Health

Researchers Point to One Reason Boys Are Hitting Puberty Earlier Than Ever

Health records spanning 50 years support a controversial idea.

Max Pixel

The timing of puberty appears to be trending younger, which experts say can result in negative psychological and physiological outcomes. This trend has appeared most obviously in girls: The age girls enter puberty has progressively declined over the past 200 years, driven in part by increasing body weight. Studies on boys have been less definitive — yet a study published Monday in JAMA Pediatrics suggests a similar factor could be driving early puberty in boys as well.

Researchers from Sweden’s University of Gothenburg and the Karolinska University Hospital assessed trends in puberty by examining the health records of 4,096 boys born between 1947 and 1996. This study’s marker for puberty is peak height velocity (PHV), the period when a person’s maximum rate of growth occurs.

One of the challenges of studying when boys enter puberty is that they lack a distinct indicator of sex-hormone changes. For girls, scientists use menarche — the first occurrence of menstruation — as that indicator. In girls, menarche happens after PHV is over. Meanwhile, in groups of boys, it’s not until after PHV that other signs of puberty emerge, like the deepening of the voice.

The team examined 50 years’ worth of data on the heights and weights of Swedish boys, determining that with each successive decade, boys reached PHV 1.5 months earlier. In 1947 the age of PHV was 14.2 years, while in 1996 the age of PHV was 13.7 years.

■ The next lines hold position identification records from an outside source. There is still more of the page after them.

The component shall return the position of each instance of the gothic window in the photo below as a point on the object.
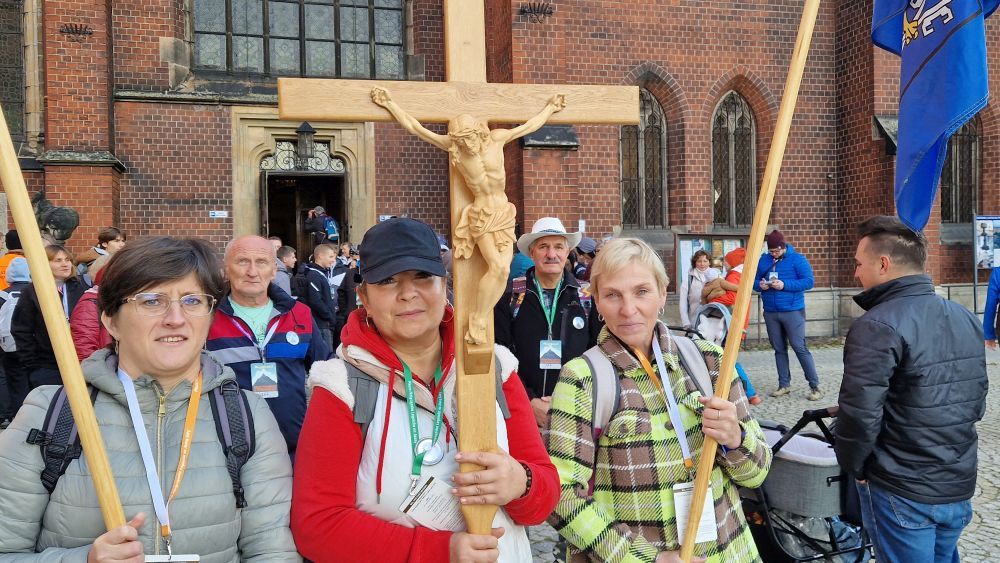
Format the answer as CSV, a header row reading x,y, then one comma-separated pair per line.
x,y
643,164
960,176
12,66
338,38
734,179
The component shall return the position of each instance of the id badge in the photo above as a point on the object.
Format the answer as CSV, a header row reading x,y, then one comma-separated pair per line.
x,y
683,493
433,506
264,379
550,354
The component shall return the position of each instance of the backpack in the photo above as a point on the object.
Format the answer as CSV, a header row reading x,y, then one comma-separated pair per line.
x,y
6,317
60,443
300,285
365,391
606,388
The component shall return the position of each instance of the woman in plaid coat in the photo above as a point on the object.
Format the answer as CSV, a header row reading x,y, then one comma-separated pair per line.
x,y
618,476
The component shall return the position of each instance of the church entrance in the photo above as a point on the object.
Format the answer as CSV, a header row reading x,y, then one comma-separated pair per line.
x,y
289,192
289,199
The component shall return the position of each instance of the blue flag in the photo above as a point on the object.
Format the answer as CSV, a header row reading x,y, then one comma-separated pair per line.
x,y
943,84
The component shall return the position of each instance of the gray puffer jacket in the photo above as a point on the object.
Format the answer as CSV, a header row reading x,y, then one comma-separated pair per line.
x,y
35,526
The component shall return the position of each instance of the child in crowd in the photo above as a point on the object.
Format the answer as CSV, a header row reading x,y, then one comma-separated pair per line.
x,y
723,291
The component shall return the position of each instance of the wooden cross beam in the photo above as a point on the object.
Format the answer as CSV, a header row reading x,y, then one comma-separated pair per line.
x,y
465,94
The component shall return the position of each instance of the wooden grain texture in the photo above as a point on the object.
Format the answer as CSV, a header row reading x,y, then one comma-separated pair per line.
x,y
313,99
754,246
58,329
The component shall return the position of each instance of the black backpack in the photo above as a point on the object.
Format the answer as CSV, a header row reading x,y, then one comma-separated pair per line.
x,y
60,442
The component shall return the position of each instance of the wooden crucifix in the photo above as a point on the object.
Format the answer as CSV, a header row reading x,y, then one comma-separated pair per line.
x,y
482,219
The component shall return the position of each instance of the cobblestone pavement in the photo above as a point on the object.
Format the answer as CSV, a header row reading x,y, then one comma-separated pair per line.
x,y
981,540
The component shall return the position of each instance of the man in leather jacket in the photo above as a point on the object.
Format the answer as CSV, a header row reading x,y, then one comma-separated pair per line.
x,y
914,387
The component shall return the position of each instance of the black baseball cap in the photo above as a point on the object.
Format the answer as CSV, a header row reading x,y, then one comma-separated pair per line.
x,y
398,245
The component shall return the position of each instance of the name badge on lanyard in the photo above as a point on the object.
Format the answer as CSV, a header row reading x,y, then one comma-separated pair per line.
x,y
263,374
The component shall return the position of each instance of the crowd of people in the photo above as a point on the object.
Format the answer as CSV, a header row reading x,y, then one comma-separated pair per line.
x,y
259,408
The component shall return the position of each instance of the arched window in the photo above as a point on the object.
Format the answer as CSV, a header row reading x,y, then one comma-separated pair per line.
x,y
341,38
734,181
643,168
960,175
12,91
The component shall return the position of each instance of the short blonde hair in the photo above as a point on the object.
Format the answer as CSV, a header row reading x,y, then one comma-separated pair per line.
x,y
619,253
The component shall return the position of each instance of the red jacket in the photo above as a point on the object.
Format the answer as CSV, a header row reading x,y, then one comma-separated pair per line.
x,y
89,334
325,520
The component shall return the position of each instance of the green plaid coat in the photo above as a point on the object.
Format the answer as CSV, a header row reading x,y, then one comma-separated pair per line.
x,y
637,460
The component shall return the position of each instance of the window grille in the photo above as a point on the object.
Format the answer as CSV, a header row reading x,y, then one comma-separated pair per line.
x,y
12,66
332,38
734,179
960,175
643,164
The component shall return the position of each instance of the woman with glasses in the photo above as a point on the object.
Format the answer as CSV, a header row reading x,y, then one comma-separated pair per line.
x,y
28,327
154,386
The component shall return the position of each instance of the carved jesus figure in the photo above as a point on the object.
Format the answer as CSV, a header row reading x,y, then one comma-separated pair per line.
x,y
487,223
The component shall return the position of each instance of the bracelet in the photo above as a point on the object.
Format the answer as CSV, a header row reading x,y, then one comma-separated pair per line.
x,y
527,482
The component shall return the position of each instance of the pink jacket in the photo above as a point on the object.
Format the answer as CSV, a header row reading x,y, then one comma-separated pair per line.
x,y
89,335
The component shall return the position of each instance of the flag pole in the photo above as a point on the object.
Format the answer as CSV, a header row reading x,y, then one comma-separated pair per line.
x,y
761,215
55,321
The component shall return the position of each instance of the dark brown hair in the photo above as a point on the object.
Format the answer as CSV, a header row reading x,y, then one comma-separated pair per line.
x,y
699,254
888,236
154,261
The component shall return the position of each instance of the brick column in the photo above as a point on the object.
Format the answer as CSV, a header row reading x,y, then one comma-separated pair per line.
x,y
81,170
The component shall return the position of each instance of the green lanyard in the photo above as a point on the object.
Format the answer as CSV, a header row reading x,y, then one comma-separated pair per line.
x,y
411,408
550,312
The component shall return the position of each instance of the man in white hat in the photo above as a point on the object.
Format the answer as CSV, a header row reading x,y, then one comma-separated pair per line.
x,y
546,317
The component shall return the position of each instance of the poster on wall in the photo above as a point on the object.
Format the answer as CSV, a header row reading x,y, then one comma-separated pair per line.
x,y
987,241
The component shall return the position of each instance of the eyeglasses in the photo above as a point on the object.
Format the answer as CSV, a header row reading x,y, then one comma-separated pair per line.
x,y
157,304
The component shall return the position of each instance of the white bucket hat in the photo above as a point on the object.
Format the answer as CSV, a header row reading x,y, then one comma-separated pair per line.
x,y
547,227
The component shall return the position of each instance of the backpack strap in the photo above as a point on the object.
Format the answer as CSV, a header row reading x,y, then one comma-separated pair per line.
x,y
365,391
58,438
606,389
501,398
694,363
234,426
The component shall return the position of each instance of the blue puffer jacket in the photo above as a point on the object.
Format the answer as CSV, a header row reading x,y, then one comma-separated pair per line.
x,y
795,271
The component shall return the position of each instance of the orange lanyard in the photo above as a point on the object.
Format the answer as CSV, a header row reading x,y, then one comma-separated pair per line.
x,y
153,480
190,421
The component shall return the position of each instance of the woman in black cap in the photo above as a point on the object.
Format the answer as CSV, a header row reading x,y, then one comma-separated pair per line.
x,y
377,454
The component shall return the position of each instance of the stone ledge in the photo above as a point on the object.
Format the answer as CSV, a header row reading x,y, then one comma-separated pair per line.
x,y
81,158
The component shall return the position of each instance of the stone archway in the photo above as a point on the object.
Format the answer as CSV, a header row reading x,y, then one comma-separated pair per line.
x,y
256,131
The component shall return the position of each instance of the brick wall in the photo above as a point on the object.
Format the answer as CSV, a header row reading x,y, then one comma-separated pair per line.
x,y
179,161
77,85
688,55
138,64
662,47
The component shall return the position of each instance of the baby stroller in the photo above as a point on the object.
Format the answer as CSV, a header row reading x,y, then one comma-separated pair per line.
x,y
807,508
712,322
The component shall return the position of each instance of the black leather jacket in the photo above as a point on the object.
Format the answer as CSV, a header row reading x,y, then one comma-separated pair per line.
x,y
914,386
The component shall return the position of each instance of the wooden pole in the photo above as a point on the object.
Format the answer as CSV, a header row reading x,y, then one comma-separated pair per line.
x,y
761,215
55,321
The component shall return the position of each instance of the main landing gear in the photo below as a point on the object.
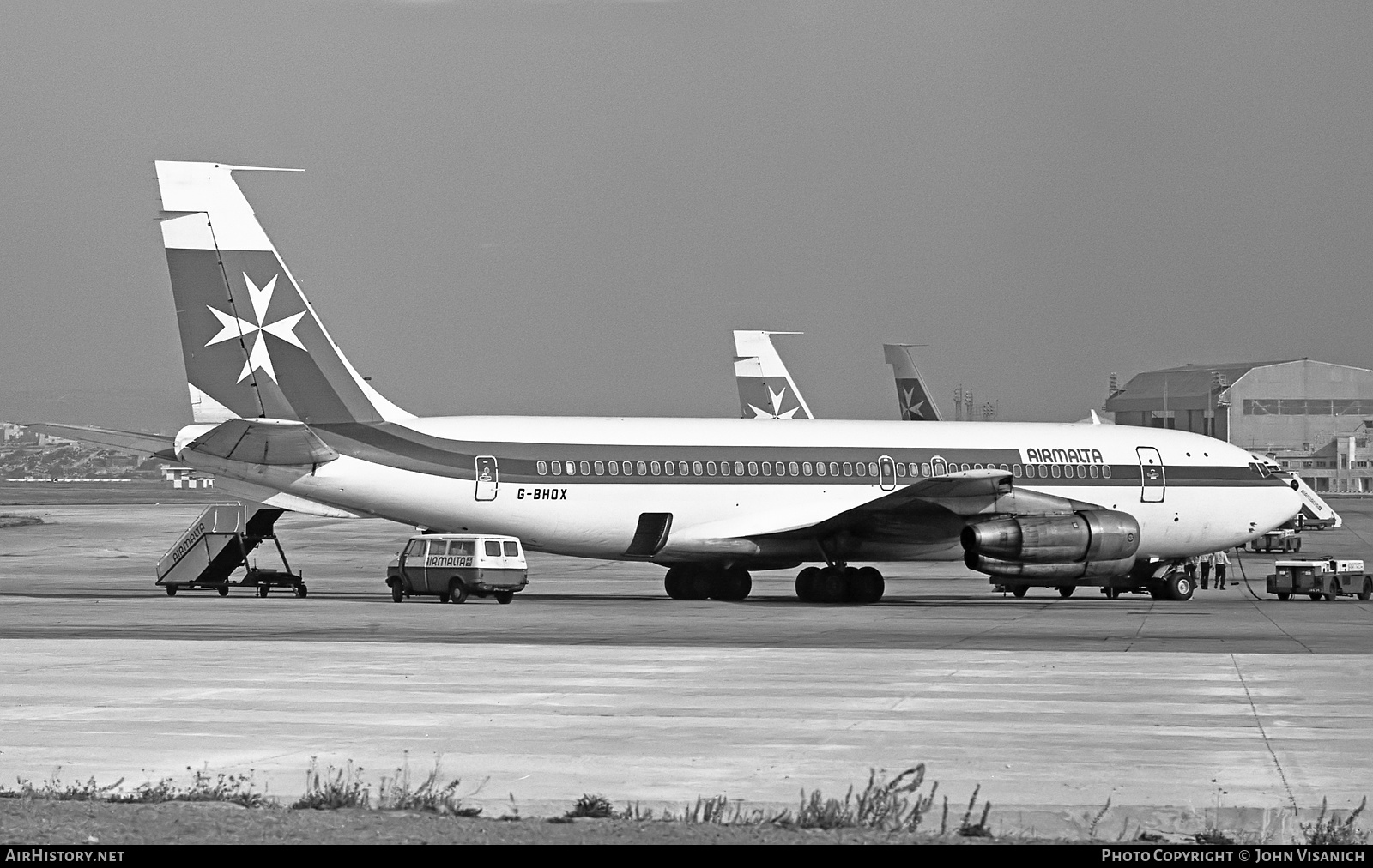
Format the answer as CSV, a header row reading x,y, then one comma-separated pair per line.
x,y
841,584
707,582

The researchers also show that a higher body mass index (BMI) was associated with a younger age at PHV. Earlier pubertal timing based on PHV was found to be associated in increased childhood weights, based on the BMIs of boys when they were 8. However, this consistent trend towards earlier puberty still clocked in at 1.2 months earlier per decade when they controlled for BMI, indicating that increased BMI can’t explain entirely what’s going on.

Puberty is a milestone in human development, and in some populations of boys, that milestone is happening earlier. 

Unsplash / Ben White

In an editorial published alongside the study, Vanessa Curtis, M.D., an endocrinologist at the University of Iowa, and David Allen, M.D., a pediatric endocrinologist at the University of Wisconsin, write that “while this study helps to establish the secular trend toward earlier pubertal growth spurt in males, it does not directly show that males are attaining sexual maturity earlier.” They see PHV as a “short-lived parameter” and note that factors like nutrition, activity level, and endocrine-disrupting chemicals could affect the timing of PHV without altering the timing of sexual maturity.

Curtis and Allen write that this study appears to indicate that the trend toward earlier average puberty in Swedes is driven more by a reduction in boys who experience puberty later, then an increase in those who experience it earlier. This could be because of improved living conditions and reduced rates of malnutrition.

Still, they see this study as a good thing: It adds to a fuller understanding of pubertal timing and the spectrum it exists in. Scientists are still figuring out what the markers of an especially “early bloomer” are and what is now the new normal.

The contrasting information that’s emerged from study populations from different countries only adds to this complexity. For example, a 2019 study on Chilean boys showed that both total body obesity and central obesity (excess belly fat) were associated with the greater likelihood of entering puberty before age 9. Meanwhile, Curtis and Allen cite a recent study that evaluated a large, racially diverse group of American boys, for whom obesity was linked to a later appearance of pubic hair and testicular enlargement, compared with boys with normal weight.

It’s likely that race, nutrition, genetics, and environmental factors all impact when a child hits puberty. What’s really needed are more studies that reveal consistent trends across populations. Boys have entered puberty earlier and earlier over the last century — but the exact why is still misunderstood.

Partial Abstract:
Importance: A secular trend for earlier menarcheal age has been established in girls but there are few studies of pubertal timing for boys.
Results: Of the 4090 participants, most were white and the mean (SD) age at PHV was 13.9 (1.1) years. A linear regression model revealed a significant association between year of birth and age at PHV. Age at PHV was 1.5 months earlier for every decade increase in birth year (95% CI, −1.72 to −1.19; P < .001). After adjusting for childhood BMI, age at PHV was 1.2 months earlier per decade increase in birth year (95% CI, −1.41 to −0.89). All analyses were repeated in the subgroup of boys born in Sweden and with parents born in Sweden with similar results, indicating that the secular trend was not explained by demographic changes in the population between 1947 and 1996.
Conclusions and Relevance: We provide evidence of a secular trend for earlier pubertal timing in boys that is partially explained by an increased childhood BMI, but other factors that are unknown contribute.